Türkiye’nin otoriter bir döneme girdiğini herkesin görmesi gerektiğini söyleyen Tekin, “Neredeyse her şeye karar veren tek kişinin olduğu ülke haline geliyoruz. Parlamento'nun ne yapıp yapmayacağına, yargı mensuplarının nasıl karar verip vermeyeceğine, nerede miting olup olmayacağına, kiminle nasıl bir planlama yapılıp yapılmayacağına, nerede cami yapılıp yapılmayacağına, kimin ne içip içmeyeceğine tek kişi karar veriyor. O da padişahım yaşa Sayın Tayyip Erdoğan.” dedi.

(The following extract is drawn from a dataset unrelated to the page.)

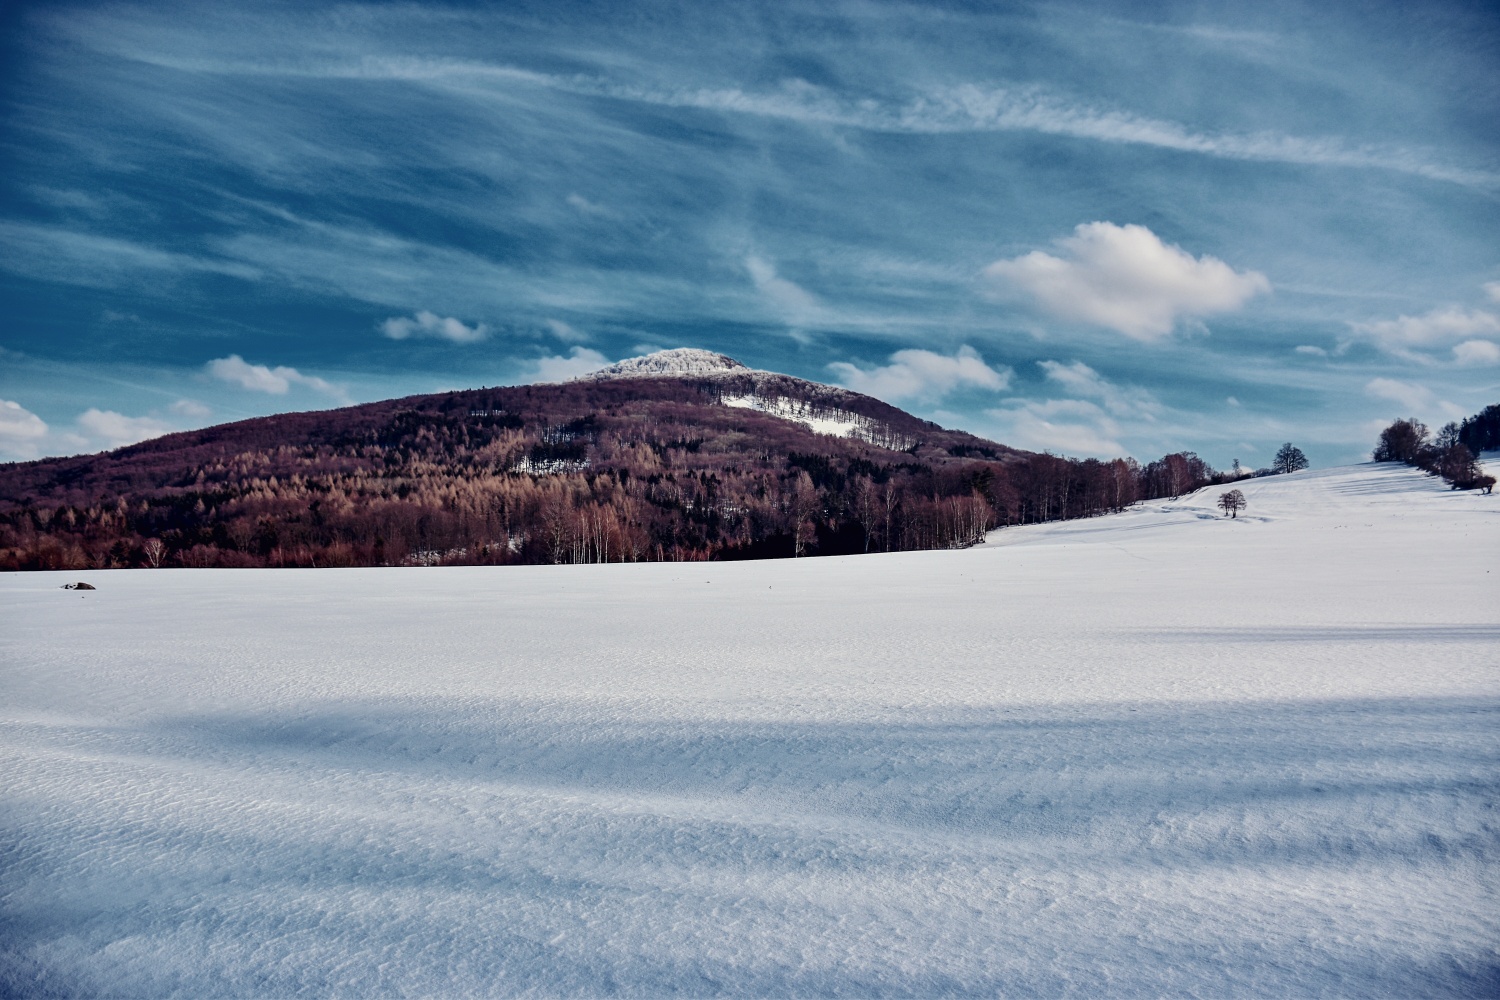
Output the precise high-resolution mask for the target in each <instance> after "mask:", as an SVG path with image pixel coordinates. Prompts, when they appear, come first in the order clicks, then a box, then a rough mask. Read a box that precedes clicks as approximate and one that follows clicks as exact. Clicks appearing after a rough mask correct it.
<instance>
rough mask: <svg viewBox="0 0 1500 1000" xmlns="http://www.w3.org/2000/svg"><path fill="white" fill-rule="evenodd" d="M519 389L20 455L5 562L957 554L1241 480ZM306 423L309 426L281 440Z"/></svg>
mask: <svg viewBox="0 0 1500 1000" xmlns="http://www.w3.org/2000/svg"><path fill="white" fill-rule="evenodd" d="M507 391H508V393H510V396H507V397H502V399H498V400H487V402H484V403H483V405H478V403H474V402H472V400H469V402H460V403H456V405H453V403H450V405H444V406H435V405H425V406H407V408H396V409H393V411H378V412H372V414H363V415H351V417H338V418H333V417H326V418H324V423H309V420H303V418H306V417H309V415H305V414H297V415H288V417H297V418H299V420H284V418H266V420H263V421H260V424H264V426H258V427H249V430H245V432H236V435H237V436H236V439H234V441H225V435H226V433H228V432H223V433H219V435H217V436H214V435H213V433H208V432H199V433H198V435H196V436H183V438H181V441H178V442H177V444H171V445H160V444H156V442H148V444H145V445H136V447H135V448H133V450H132V448H126V450H123V451H121V453H114V454H113V456H111V457H110V462H101V460H93V462H89V460H78V462H71V460H66V462H54V463H52V465H51V466H46V468H26V466H10V468H12V469H13V472H12V475H10V478H12V480H13V481H12V483H10V484H9V486H7V484H6V481H5V471H3V469H0V490H3V492H6V493H9V501H7V502H6V504H5V505H3V508H0V568H3V570H46V568H55V570H63V568H111V567H356V565H472V564H562V562H631V561H702V559H745V558H783V556H784V558H795V556H813V555H846V553H861V552H895V550H912V549H947V547H962V546H969V544H974V543H977V541H980V540H983V538H984V535H986V532H989V531H990V529H993V528H998V526H1007V525H1025V523H1038V522H1050V520H1062V519H1074V517H1091V516H1095V514H1103V513H1109V511H1118V510H1124V508H1125V507H1128V505H1131V504H1134V502H1137V501H1142V499H1154V498H1164V496H1179V495H1184V493H1188V492H1193V490H1196V489H1199V487H1202V486H1208V484H1214V483H1226V481H1232V480H1235V478H1239V475H1241V474H1236V472H1227V474H1221V472H1217V471H1215V469H1212V468H1211V466H1209V465H1208V463H1206V462H1205V460H1203V459H1200V457H1199V456H1197V454H1194V453H1191V451H1182V453H1175V454H1167V456H1163V457H1161V459H1157V460H1155V462H1149V463H1146V465H1140V463H1137V462H1136V460H1133V459H1115V460H1097V459H1068V457H1061V456H1053V454H1032V453H1017V451H1013V450H1008V448H1004V447H999V445H993V442H983V439H978V438H972V436H968V435H957V433H956V432H942V433H938V432H939V430H941V429H935V430H930V432H929V433H927V435H926V438H924V439H922V441H921V442H918V444H913V445H912V447H910V448H907V450H903V451H894V450H889V448H882V447H877V445H873V444H868V442H864V441H855V439H850V438H829V436H820V435H814V433H811V432H807V430H805V429H802V427H799V426H796V424H790V423H787V421H783V420H777V418H774V417H768V415H763V414H756V412H753V411H742V409H729V408H724V406H699V405H687V403H684V402H682V400H669V402H667V403H661V402H660V400H640V399H636V400H624V402H619V400H615V403H618V405H606V406H600V408H595V409H591V411H588V412H583V414H579V412H577V409H576V408H571V409H568V408H567V406H564V411H565V412H556V411H555V409H550V411H549V409H547V408H546V406H541V405H537V406H532V409H531V411H525V408H523V406H517V403H522V402H525V400H523V399H519V397H517V396H516V394H514V393H516V390H507ZM535 399H543V397H540V396H538V397H534V399H531V402H532V403H535ZM574 402H576V400H574ZM594 402H598V400H594ZM606 402H607V400H606ZM336 412H338V411H336ZM327 421H333V424H332V426H329V424H327ZM341 421H342V423H341ZM251 423H257V421H251ZM311 429H315V430H311ZM293 430H297V433H296V435H293V433H291V432H293ZM288 435H291V436H297V435H300V436H302V438H303V439H302V441H299V442H297V444H287V442H282V444H273V441H276V439H278V438H282V439H285V438H287V436H288ZM944 435H947V436H944ZM163 441H165V439H163ZM246 444H249V447H245V445H246ZM42 465H45V463H28V466H42ZM18 492H20V493H23V495H21V496H15V493H18Z"/></svg>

‘BU ÜLKENİN SAHİBİ CHP’DİR’

Taksim'de bir çukuru korumak için onlarca mobese kamerası koyulduğunu ileri süren Genel Başkan Yardımcısı Tekin, “CHP’nin milletvekillerine, sendikacılara gaz sıkmak için şehrin dört tarafına mobese kamera sistemi koyacaksınız. En stratejik, en kritik savaşın olduğu bölgede mobese sistemleriniz çalışmayacak, karartılmış olacak. Bunu kabul etmek mümkün değil. Basını susturabilirsiniz, televizyonları karartabilirsiniz ama unutmayın ki bu ülkenin sahipleri var. Bu ülkenin sahibi de CHP’dir. CHP bundan sonra 24 saat sokaklarda olacak. Nerede sorun varsa, nerede mağduriyet varsa biz orada olacağız.” diye konuştu.

‘BU ÇERÇEVEDE SORU SORUN’

Gazetecilere, kendisine özellikle Reyhanlı'daki olaylarla ilgili sorular sormasını isteyen Gürsel Tekin, “Demokrasiyle ilgili sorularınız varsa kısıtlanmış, yasaklanmış özgürlüklerle ilgili soru varsa bunlara cevap vermek istiyorum. 12 Eylül dahil olmak üzere televizyonlarınız karartılmadı. 12 Eylül döneminde gazetelerinize yasak getirilmedi. Mümkünse bu çerçevede soru sorarsanız, cevap vermek istiyorum. Bunu hangi vicdan kabul edebilir? Siz Taksim'de bir çukuru korumak için onlarca mobese sistemi kuracaksınız, bütün feryatlarımıza rağmen Reyhanlı'da önlem almayacaksınız. Reyhanlı'da bütün mobese sistemlerini karartacaksınız, bu kabul edilebilir mi? Bu ne vicdansızlıktır? Bu ne Allah'sızlıktır? Kim buna cevap verecek? 'Nasıl olsa televizyonlarda, gazetelerde seslerini kesmişiz, istediğimizi söyleriz.' Bu anlayışı kabul etmek mümkün olabilir mi? şeklinde konuştu.